In employment guidance published about the current industrial action, the BMA said although there is no obligation, ‘there may be circumstances where practices feel that supporting their trainees with a financial payment roughly equivalent to a proportion of their lost wages is appropriate’.

Junior doctors began a 72-hour walkout on Wednesday (June 14), which will end at 7am this Saturday.

For practices wanting to offer financial support to trainees during the strike, the guide sets out recommended amounts. For ST1-2 doctors, it is £115 a day and for ST3-4 doctors, it is £135 a day.

These figures are roughly equivalent to their average take-home daily pay but the BMA says surgeries are ‘free to issue any payments to trainees’ they deem suitable.

Its guide also warns practices any financial gift would be considered a taxable benefit by HMRC and that income tax and National Insurance (NI) would be due.

NI rules differ based on who facilitates the GP trainee payment, but in general, it would be due by the practice, it explained.

If offering financial help, the BMA said it ‘strongly encourages’ practices to talk to their trainees to clarify the extent of the support, as the total length of strike action is uncertain.

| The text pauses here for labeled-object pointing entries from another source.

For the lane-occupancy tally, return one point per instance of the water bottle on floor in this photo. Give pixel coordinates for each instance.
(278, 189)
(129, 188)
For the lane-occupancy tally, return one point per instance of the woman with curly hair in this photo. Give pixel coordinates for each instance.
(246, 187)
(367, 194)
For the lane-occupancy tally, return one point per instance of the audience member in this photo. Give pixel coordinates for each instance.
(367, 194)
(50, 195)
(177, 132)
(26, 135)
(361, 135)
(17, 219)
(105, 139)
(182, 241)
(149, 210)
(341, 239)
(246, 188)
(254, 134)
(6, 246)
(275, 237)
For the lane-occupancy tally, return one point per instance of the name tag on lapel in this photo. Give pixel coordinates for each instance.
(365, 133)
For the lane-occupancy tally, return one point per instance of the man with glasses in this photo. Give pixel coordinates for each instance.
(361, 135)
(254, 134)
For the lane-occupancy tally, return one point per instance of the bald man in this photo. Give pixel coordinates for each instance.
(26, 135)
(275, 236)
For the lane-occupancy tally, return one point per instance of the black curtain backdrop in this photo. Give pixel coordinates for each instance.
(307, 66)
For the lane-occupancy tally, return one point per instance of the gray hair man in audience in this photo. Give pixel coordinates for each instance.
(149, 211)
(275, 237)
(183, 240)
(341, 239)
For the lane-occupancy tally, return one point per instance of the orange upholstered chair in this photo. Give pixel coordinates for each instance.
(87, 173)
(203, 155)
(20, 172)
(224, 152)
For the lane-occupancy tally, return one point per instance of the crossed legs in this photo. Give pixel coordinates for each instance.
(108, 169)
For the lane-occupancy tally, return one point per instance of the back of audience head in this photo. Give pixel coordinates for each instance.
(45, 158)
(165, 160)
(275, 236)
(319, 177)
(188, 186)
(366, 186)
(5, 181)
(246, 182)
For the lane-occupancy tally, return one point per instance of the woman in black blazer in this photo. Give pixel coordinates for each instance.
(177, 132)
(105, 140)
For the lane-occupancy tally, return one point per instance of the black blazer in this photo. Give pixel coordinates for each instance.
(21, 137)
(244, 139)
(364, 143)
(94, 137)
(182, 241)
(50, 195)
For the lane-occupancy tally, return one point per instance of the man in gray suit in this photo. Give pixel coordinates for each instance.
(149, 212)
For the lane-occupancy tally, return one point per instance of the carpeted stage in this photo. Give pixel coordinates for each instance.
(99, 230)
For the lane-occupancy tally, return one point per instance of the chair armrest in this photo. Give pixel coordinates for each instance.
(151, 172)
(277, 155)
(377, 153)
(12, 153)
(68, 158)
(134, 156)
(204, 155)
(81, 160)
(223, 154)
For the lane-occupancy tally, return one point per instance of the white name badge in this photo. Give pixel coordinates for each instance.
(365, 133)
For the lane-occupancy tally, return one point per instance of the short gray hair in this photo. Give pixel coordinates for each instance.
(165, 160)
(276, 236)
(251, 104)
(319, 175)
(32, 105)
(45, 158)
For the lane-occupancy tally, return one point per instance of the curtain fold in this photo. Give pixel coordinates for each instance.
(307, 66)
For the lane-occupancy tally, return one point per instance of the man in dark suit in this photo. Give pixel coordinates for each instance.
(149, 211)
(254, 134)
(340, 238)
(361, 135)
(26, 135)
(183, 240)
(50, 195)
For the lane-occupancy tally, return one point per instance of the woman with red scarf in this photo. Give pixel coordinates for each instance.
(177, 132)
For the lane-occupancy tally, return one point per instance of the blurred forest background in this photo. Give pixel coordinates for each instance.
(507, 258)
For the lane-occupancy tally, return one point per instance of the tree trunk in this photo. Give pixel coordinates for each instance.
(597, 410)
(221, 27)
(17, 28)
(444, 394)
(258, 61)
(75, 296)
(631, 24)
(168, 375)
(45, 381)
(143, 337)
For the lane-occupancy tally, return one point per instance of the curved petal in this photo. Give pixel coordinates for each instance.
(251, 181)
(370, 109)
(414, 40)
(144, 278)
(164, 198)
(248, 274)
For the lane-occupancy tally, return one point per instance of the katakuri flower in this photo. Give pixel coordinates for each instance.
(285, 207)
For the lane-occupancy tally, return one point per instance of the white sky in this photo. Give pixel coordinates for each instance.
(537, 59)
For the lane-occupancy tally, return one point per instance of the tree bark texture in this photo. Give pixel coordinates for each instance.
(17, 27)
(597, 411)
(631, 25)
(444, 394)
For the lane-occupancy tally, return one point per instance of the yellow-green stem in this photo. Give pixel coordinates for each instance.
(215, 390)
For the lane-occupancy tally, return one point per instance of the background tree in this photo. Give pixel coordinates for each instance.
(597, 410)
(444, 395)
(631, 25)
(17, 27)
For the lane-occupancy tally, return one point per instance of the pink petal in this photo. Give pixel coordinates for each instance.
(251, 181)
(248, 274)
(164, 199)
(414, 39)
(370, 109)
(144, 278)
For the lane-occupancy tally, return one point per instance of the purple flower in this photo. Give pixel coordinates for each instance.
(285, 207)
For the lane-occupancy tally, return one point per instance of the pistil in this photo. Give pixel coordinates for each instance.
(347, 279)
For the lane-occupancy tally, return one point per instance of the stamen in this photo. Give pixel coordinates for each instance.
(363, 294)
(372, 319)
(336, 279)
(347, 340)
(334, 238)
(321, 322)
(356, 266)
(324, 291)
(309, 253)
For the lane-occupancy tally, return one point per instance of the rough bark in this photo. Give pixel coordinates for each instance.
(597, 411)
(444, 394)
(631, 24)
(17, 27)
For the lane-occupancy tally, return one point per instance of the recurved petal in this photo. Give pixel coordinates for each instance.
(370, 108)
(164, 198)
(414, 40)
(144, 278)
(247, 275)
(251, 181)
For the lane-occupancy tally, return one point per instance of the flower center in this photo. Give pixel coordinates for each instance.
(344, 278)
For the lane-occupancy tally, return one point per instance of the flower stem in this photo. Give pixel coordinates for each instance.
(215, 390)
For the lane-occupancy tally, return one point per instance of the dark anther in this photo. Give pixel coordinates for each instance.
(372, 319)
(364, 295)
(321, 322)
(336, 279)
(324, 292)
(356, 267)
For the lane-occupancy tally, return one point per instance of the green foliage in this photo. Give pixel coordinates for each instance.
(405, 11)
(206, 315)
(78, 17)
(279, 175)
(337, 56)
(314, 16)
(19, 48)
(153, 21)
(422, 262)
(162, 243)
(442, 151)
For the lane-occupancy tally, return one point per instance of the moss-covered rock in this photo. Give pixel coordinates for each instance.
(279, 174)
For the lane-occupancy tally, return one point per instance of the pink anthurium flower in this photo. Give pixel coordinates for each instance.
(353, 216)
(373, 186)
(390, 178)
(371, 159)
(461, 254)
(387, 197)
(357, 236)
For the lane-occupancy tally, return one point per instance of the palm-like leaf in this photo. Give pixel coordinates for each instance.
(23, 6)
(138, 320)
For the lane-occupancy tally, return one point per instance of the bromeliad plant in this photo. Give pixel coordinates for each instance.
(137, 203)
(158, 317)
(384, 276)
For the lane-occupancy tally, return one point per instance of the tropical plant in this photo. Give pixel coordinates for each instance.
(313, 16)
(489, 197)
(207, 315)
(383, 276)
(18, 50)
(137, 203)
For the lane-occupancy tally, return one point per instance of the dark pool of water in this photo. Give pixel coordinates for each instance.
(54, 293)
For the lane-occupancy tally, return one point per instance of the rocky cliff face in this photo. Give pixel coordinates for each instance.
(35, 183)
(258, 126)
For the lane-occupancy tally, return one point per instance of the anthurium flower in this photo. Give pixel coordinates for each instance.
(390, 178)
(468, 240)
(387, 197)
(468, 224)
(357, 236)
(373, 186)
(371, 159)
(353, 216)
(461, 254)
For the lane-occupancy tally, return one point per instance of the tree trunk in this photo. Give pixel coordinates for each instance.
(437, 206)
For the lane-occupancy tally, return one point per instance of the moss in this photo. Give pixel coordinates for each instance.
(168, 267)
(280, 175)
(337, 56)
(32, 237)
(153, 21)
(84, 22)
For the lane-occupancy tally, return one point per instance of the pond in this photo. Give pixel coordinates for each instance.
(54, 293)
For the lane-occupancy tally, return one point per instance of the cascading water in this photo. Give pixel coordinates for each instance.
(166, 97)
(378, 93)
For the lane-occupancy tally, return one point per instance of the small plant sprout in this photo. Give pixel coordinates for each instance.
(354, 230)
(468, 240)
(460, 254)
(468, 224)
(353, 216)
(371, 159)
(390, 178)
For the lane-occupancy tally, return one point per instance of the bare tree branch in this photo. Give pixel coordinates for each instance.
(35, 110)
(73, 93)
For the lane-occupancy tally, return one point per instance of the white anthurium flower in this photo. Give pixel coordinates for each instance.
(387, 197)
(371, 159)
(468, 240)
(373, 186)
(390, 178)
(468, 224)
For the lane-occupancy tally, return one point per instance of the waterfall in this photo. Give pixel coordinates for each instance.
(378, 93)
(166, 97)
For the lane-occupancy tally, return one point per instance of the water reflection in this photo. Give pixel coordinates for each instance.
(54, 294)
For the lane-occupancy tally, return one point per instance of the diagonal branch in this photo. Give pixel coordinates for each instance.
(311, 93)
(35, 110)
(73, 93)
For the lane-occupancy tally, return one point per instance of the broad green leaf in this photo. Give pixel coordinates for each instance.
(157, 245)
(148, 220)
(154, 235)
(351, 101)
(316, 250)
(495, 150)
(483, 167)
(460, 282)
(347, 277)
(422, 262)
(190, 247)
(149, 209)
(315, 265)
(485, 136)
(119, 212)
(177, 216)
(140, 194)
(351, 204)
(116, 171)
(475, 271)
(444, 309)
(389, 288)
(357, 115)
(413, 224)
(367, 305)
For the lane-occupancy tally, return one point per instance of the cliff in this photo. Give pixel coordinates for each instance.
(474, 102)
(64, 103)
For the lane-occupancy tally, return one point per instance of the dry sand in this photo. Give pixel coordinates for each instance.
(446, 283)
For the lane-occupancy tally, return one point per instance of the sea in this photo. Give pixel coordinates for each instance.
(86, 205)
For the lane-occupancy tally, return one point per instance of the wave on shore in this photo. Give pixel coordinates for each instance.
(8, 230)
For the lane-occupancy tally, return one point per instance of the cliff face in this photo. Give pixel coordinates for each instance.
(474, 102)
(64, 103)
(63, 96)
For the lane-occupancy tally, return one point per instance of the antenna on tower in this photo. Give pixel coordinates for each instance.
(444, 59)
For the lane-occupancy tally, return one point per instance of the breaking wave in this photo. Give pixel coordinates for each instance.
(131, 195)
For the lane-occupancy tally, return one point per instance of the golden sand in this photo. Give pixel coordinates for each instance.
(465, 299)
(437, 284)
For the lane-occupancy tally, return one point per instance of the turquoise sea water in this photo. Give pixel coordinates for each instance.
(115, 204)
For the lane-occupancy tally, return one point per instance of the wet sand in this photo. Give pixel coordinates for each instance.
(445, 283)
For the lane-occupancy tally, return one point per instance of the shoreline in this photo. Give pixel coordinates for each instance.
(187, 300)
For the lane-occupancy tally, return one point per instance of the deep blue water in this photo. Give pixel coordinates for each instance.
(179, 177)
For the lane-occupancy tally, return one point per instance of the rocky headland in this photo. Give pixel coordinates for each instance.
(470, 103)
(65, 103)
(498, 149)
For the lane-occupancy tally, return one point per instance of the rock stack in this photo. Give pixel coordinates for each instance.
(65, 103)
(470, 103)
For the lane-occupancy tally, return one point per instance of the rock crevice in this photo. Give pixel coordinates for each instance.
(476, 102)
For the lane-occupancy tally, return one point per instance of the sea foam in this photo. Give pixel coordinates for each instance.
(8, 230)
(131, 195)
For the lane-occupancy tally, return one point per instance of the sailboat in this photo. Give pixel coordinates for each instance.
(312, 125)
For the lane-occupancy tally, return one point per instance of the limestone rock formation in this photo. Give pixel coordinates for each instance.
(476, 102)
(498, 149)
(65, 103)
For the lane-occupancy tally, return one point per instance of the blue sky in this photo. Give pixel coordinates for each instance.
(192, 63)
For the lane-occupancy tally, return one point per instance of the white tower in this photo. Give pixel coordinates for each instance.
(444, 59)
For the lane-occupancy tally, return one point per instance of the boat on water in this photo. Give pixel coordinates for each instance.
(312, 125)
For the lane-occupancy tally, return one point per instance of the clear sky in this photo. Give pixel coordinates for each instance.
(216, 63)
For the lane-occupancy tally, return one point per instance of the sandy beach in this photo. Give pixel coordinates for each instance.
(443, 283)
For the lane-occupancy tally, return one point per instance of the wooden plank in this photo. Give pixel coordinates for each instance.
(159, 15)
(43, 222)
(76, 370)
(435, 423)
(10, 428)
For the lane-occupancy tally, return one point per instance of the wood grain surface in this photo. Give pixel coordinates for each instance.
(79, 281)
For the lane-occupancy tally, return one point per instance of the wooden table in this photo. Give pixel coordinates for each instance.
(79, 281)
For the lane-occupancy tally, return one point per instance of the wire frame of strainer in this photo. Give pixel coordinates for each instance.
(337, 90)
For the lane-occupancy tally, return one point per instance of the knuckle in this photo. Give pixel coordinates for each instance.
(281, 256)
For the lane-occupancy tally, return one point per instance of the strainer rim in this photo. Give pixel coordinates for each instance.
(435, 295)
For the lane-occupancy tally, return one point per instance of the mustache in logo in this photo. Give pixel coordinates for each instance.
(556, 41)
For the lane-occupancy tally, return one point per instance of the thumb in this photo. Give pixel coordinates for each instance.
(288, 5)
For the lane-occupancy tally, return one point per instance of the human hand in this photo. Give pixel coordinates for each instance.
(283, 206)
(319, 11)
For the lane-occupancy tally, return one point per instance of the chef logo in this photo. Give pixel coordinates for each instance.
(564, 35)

Other key points the guidance includes are:

  • If payments are being made, it’s advisable to record the discussion around the issuing of these payments with trainees ‘to ensure clarity for all parties’.
  • Practices are obliged to inform the employer of the GP trainee of any payment since further NI may be due.
  • GP trainees are also required to declare any receipts on their self-assessment tax return. Where GP trainees do not receive a self-assessment tax return, they would need to contact HMRC directly.
  • Where a GP trainee receives a ‘gift payment’ from their practice but strike-related deductions from pay are not made for any reason, the trainee should let the practice know and discuss its return.

The BMA pointed out that practices can seek tailored tax advice through its appointed advisors Ernst & Young, though this must be self-funded.

Surgeries that feel unable to help financially can direct trainees to apply to the BMA’s strike fund, it added.

Earlier in the year, GP practices were advised by the BMA to cancel any clinics scheduled for GP trainees on days when junior doctors were striking.